El jazz de Nueva Orleans, a pesar de haber sido frecuentemente relegado por los discursos dominantes del jazz moderno, nunca ha desaparecido. Su vigencia actual puede comprenderse dentro de un proceso de revivalismo musical, entendido como el movimiento que rescata y reactualiza prácticas estéticas vinculadas con un origen histórico (Gioia, 2011). El epicentro simbólico de esta tradición continúa siendo el Preservation Hall, fundado en 1961 en un edificio del siglo XVIII del Barrio Francés. Más allá de su función turística, este espacio se erige como un verdadero dispositivo de transmisión intergeneracional, donde músicos de distintas edades recrean la sonoridad fundacional del jazz y aseguran su continuidad como patrimonio cultural (Tirro, 1993).

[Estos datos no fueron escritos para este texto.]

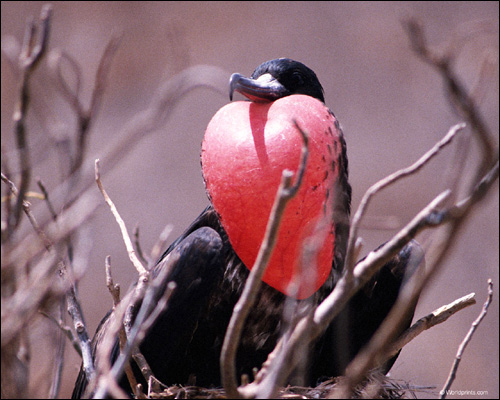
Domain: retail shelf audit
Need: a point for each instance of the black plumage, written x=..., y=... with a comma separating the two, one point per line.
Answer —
x=186, y=340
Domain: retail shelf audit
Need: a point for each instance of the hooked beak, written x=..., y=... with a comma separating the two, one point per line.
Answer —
x=261, y=90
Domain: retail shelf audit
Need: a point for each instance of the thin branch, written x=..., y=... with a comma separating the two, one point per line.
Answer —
x=463, y=103
x=126, y=238
x=29, y=59
x=391, y=179
x=465, y=342
x=114, y=289
x=285, y=193
x=144, y=258
x=434, y=318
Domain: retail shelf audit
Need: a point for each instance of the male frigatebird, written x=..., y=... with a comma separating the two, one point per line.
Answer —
x=246, y=147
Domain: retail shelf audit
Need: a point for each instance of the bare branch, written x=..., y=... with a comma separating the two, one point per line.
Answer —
x=374, y=189
x=126, y=238
x=436, y=317
x=465, y=342
x=286, y=192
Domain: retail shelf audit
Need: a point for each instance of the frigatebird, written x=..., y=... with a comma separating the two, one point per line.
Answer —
x=246, y=147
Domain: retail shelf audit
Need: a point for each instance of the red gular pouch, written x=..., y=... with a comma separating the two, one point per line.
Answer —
x=247, y=146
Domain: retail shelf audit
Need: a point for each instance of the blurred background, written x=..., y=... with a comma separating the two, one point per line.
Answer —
x=391, y=105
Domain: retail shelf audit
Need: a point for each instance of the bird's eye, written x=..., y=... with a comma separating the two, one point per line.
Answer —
x=297, y=79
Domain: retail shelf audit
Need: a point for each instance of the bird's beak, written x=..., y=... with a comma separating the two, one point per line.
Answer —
x=263, y=89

Este fenómeno no se limita al ámbito local. El estilo de Nueva Orleans —conocido también como jazz tradicional o Dixieland— ha experimentado procesos de internacionalización y apropiación comunitaria en lugares tan diversos como Brasil, Dinamarca, Japón o Nueva Jersey. En estos contextos, la práctica del estilo se inscribe en lo que algunos autores denominan folklorización urbana: músicas originadas en un marco social específico que, al ser descontextualizadas, adquieren la función de repertorios comunitarios, cultivados tanto por profesionales como por aficionados (Monson, 1996). El jazz de Nueva Orleans se convierte así en una música de raíz, reinterpretada como signo de pertenencia cultural y como vehículo de sociabilidad festiva.

Desde el punto de vista musical, se mantienen sus elementos estructurales más característicos:

Repertorio: himnos, standards tradicionales, marchas procesionales y canciones populares de la tradición criolla y afroamericana.

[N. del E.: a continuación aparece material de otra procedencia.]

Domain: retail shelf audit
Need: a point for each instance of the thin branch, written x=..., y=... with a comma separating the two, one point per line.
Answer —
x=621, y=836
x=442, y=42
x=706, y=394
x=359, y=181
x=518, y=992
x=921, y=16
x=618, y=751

Instrumentación: trompeta o corneta, clarinete, trombón, banjo, tuba o contrabajo, piano, batería y, ocasionalmente, washboard.

Textura polifónica: la célebre first line, con superposición de melodías improvisadas en simultáneo, verdadero sello identitario del estilo (Gioia, 2019).

Ritmo de marcha: derivado de las brass bands y de los cortejos fúnebres, confiere a la música una impronta procesional y comunitaria (Washburne, 2020).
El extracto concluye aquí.